El Hospital ocupa un cuadrado de 350 metros por lado. Los enfermos están muy cerca de su hogar, porque en el Hospital está el cementerio, y muy cerca de sus últimos amigos, porque en el Hospital está la iglesia. ¡Cómo consuela ver una cruz en esos sitios donde se refugian los náufragos de la vida! ¡Es como el mástil de un navío, visto por el que ansioso, hambriento y moribundo, espera auxilio en una isla desierta! Nosotros, en nuestros excesos revolucionarios, encerramos a Dios en sus templos, arrojándole de hospitales y cárceles. Pero a esos templos sólo pueden ir a verle los sanos y los libres. Los enfermos necesitados de consuelo; los delincuentes menesterosos de perdón, no pueden ir a llevarle sus cuitas para que las alivie, sus corazones para que los conforte, sus esperanzas para que las aliente; y ellos -¡ pobres bastardos de la vida, no recibidos en la casa señorial de la inteligencia!-  tampoco pueden ascender como nosotros al concepto filosófico de la divinidad, ni sentirla en la mano del médico que los cura, y es la ciencia; en las palabras de la mujer que los consuela, ¡y es la caridad! ¡Da pena ver a un niño sin juguetes; a una joven sin flores; a un enfermo creyente sin imágenes cristianas! La caridad verdadera no quita consuelos, los da todos. La caridad verdadera miente si es preciso mentir para aliviar dolores. La caridad verdadera no sólo lleva el pan a la boca del hambriento, sino la hostia al espíritu afligido. Dejad a los creyentes desvalidos sus místicos cirios: ¡son esos los únicos luceros que les quedan! Dejadles a su Virgen: ¡es la única mujer que les sonríe! Dejadles su cruz: ¡es la única que les abre los brazos!

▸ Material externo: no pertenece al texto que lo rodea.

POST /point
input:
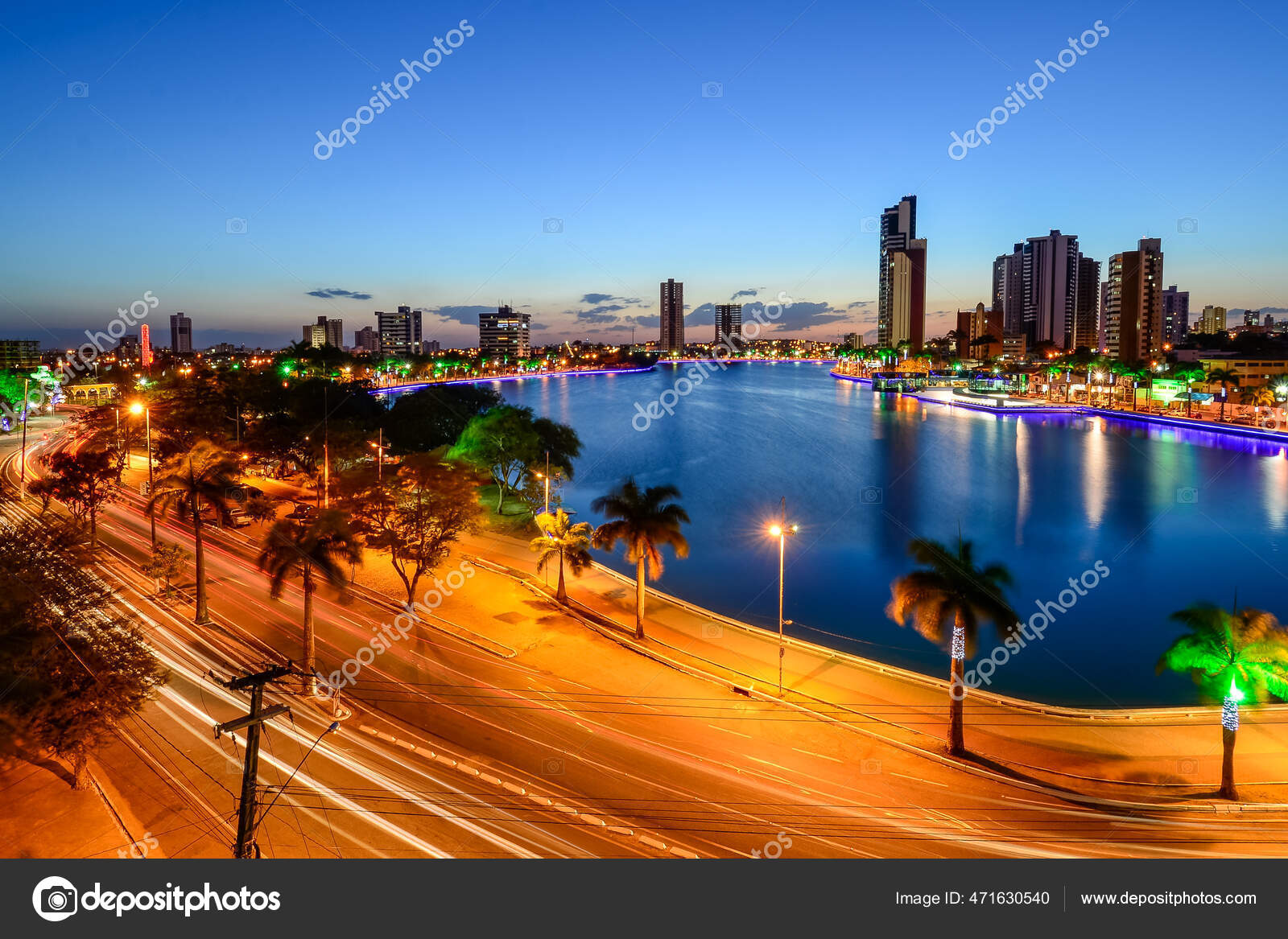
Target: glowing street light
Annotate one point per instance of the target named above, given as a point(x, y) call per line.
point(781, 531)
point(137, 409)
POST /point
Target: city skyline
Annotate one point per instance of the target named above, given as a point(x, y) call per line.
point(225, 249)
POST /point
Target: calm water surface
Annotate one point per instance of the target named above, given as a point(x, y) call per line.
point(1176, 517)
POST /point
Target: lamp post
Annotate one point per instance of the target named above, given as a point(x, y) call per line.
point(23, 460)
point(781, 531)
point(147, 420)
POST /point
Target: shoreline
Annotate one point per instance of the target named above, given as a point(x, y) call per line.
point(1090, 411)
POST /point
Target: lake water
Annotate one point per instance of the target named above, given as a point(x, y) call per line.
point(1175, 516)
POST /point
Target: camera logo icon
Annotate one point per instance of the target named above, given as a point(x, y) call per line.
point(551, 765)
point(55, 900)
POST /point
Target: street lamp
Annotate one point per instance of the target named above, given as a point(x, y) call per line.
point(137, 409)
point(781, 531)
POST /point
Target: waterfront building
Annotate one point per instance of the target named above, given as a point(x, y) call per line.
point(1212, 319)
point(399, 332)
point(902, 278)
point(673, 317)
point(180, 334)
point(728, 323)
point(1133, 316)
point(506, 334)
point(1176, 315)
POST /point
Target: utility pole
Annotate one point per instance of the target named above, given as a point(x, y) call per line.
point(246, 846)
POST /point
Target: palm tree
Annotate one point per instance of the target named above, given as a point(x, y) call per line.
point(311, 550)
point(192, 482)
point(564, 540)
point(952, 589)
point(1249, 647)
point(646, 522)
point(1227, 377)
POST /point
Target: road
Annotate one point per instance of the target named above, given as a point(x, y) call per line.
point(605, 752)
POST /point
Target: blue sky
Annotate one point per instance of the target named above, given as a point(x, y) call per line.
point(596, 115)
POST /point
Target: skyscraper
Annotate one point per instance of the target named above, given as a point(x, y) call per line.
point(1050, 286)
point(728, 323)
point(1133, 316)
point(1086, 306)
point(180, 334)
point(1009, 290)
point(1214, 319)
point(399, 332)
point(506, 334)
point(1176, 315)
point(673, 316)
point(901, 277)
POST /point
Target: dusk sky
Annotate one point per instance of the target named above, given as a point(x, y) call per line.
point(184, 164)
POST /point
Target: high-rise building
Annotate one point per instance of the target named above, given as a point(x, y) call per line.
point(1086, 306)
point(1050, 287)
point(399, 332)
point(908, 294)
point(506, 334)
point(180, 334)
point(1009, 290)
point(1133, 312)
point(728, 323)
point(19, 353)
point(325, 332)
point(1212, 319)
point(673, 317)
point(1176, 315)
point(902, 277)
point(974, 325)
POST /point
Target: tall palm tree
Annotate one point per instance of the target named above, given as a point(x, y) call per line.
point(564, 540)
point(1225, 377)
point(311, 550)
point(1247, 649)
point(951, 589)
point(646, 522)
point(191, 482)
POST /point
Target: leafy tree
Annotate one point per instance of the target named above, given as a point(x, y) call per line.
point(564, 542)
point(70, 666)
point(418, 514)
point(1232, 656)
point(1225, 377)
point(311, 550)
point(644, 522)
point(167, 563)
point(952, 589)
point(420, 422)
point(191, 482)
point(508, 439)
point(83, 480)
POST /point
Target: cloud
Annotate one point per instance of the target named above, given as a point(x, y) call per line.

En una de las salas de aquel grandioso y tétrico edificio vi un grupo de mujeres arrodilladas ante la imagen de María. Eran de esas mujeres que cayeron... o que arrojamos al lodo. Ellas no tienen padres, porque éstos, afrentados, las despidieron del hogar; no tienen hijos, porque el hijo de la cortesana es su remordimiento que habla y crece; no tienen amante, porque el amor para ellas se va con la juventud y la belleza; no tienen abrigo, porque nosotros, aunque somos sus cómplices, somos sus cómplices impunes, y las desconocemos; nunca tendrán perdón, porque jamás nosotros perdonamos: ¿cómo apartarlas de la única onda que purifica y de los únicos labios que perdonan?

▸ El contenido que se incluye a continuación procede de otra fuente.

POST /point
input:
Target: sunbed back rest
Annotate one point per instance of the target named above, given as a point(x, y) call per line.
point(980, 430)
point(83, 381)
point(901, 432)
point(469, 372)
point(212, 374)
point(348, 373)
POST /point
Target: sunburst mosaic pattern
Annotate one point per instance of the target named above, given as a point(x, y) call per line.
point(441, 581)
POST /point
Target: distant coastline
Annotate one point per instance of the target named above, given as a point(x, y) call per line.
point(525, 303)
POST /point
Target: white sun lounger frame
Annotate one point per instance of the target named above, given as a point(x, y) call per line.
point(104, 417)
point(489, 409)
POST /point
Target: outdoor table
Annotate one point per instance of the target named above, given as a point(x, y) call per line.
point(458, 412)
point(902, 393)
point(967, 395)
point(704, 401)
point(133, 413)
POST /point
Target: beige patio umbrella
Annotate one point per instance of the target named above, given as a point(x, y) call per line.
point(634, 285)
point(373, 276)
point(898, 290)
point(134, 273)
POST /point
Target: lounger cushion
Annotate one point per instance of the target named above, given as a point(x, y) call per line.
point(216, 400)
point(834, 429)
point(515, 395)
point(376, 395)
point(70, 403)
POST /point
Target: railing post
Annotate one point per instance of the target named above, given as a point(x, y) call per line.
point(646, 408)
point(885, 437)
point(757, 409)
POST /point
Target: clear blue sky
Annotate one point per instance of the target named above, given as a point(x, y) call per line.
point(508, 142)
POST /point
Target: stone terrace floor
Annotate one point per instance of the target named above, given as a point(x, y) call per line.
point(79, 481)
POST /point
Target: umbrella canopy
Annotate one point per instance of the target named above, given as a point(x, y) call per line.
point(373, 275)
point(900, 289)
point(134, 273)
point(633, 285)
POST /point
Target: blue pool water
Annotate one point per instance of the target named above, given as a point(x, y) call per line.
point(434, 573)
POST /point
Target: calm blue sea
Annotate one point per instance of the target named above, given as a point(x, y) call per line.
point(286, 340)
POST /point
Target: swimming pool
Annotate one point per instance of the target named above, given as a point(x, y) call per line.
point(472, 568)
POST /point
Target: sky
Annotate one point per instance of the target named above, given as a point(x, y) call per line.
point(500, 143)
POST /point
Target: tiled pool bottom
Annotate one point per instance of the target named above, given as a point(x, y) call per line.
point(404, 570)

Comenzaban a encender las linternas y lámparas de las enfermerías cuando crucé por ellas. ¡Qué tristemente se despide la tarde de esas salas! La noche llega como una viuda de negras tocas que durante el día salió a pedir limosna y regresa a las horas del crepúsculo, con las manos vacías. No viene a consolar a los enfermos: viene acaso a llevárselos, como la mujer desesperada que piensa en matar a sus hijos para que no lloren de hambre. Esas linternas son estrellas enfermas, alumbran, pero como se alumbra en los entierros.

Las seis galerías, tienen ochenta metros de longitud cada una, por siete de latitud. Hay además otros salones, que sólo se abren cuando, con toque trágico, llama a sus puertas una terrible Erinyia: ¡la Peste! En todos ellos pueden colocarse con holgura setecientas veinticinco camas. El total de enfermos es por lo común de 275 y se calcula una entrada y salida diaria de diez a doce. Los que salen para no volver nunca bajan de veinte al mes, algunas veces suben a treinta y cinco.

Los empleados en el Hospital son un administrador, un capellán, un comisario, un boticario, un ayudante de éste, tres médicos, siete practicantes y cincuenta dependientes subalternos. Administrador y capellán tienen amplias habitaciones en el costado sur del edificio, ocupado también por las bodegas, las cocinas, la botica y la iglesia. En el costado norte están la ropería, el anfiteatro, los baños, las piezas para los enfermos distinguidos y las habitaciones de los practicantes. La entrada principal comunica con un departamento compuesto de cuatro salones y un patio, que sirve hoy de escuela y asilo para niños. Hay también en el edificio dos departamentos para dementes. El destinado a varones consta de un dormitorio, un comedor, quince bartolinas, dormitorio y dos patios. En este último están los lavaderos.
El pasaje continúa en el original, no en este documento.